Claims Apple is being taken down by the Democratic party illuminati 

The Tame Apple Press has been rushing to defend its favourite company from allegations that it is backing kiddie fiddlers with its “strong privacy protections” on the iPhone.

The Heat Initiative, a nonprofit child safety advocacy group, was formed earlier this year to campaign against some of the strong privacy protections Apple provides customers.

The group says these protections help enable child exploitation, objecting that paedophiles can encrypt their data just like everyone else.

To make matters worse,. when Apple launched its new iPhone this September, the Heat Initiative seized on the occasion, taking out a full-page New York Times ad, using digital billboard trucks, and even hiring a plane to fly over Apple headquarters with a banner message.

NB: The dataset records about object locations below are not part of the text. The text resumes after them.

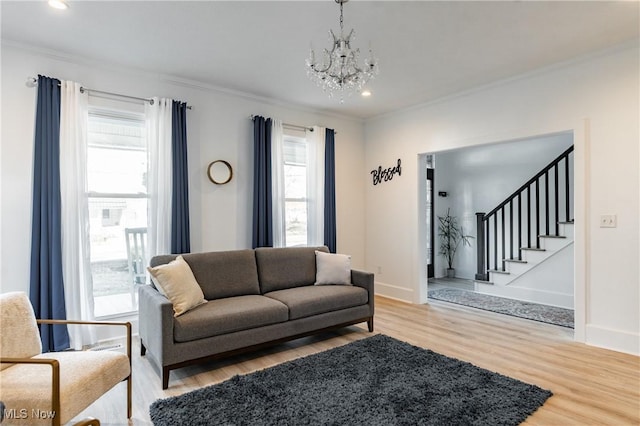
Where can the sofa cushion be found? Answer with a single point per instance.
(176, 282)
(223, 273)
(282, 268)
(312, 300)
(19, 337)
(332, 269)
(222, 316)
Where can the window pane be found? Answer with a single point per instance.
(295, 182)
(115, 281)
(296, 223)
(116, 173)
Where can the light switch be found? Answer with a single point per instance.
(608, 221)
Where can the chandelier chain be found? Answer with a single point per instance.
(338, 70)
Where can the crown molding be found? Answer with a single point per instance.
(170, 79)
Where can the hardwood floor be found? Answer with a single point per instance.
(591, 386)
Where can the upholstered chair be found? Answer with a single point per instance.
(54, 387)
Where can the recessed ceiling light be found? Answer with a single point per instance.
(58, 4)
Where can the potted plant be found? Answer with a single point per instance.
(451, 235)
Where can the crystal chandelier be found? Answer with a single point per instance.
(338, 71)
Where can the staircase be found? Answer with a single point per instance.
(525, 244)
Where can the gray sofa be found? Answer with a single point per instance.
(255, 298)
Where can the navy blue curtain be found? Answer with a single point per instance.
(46, 284)
(180, 239)
(330, 191)
(262, 196)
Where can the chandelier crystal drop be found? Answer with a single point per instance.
(338, 71)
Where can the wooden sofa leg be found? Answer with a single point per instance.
(165, 377)
(129, 392)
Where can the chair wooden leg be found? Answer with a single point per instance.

The message on the banner appeared simple: 'Dear Apple, Detect Child Sexual Abuse in iCloud' -- Apple's cloud storage system, which today employs a range of powerful encryption technologies aimed at preventing hackers, spies, and Tim Cook from knowing anything about your private files.

However, the Tame Apple Press has been digging around and claims that the Hopewell Fund backs the Heat Initiative. It claims that Hopewell is part of a giant, tightly connected web of largely anonymous, Democratic Party-aligned dark-money groups, in an ironic turn, campaigning to undermine the privacy of “ordinary people.”

According to a report in Apple’s favourite newspaper the New York Times, the Heat Initiative is armed with $2 million from donors, including the Children's Investment Fund Foundation, an organisation founded by British billionaire hedge fund manager and Google activist investor Chris Cohn, and the Oak Foundation, also founded by a British billionaire.

The Oak Foundation previously provided $250,000 to a group attempting to weaken end-to-end encryption protections in EU legislation, according to a 2020 annual report. The Heat Initiative is helmed by Sarah Gardner, who joined from Thorn, an anti-child trafficking organisation founded by actor Ashton Kutcher, who ironically played Steve Jobs in the movie “Jobs.”

Critics say these technologies aren't just uncovering trafficked children but ensnaring adults engaging in consensual sex work.

"My goal is for child sexual abuse images not to be freely shared on the internet, and I'm here to advocate for the children who cannot make the case for themselves," Gardner said, declining to name the Heat Initiative's funders. "I think data privacy is vital. There's a conflation between user privacy and known illegal content."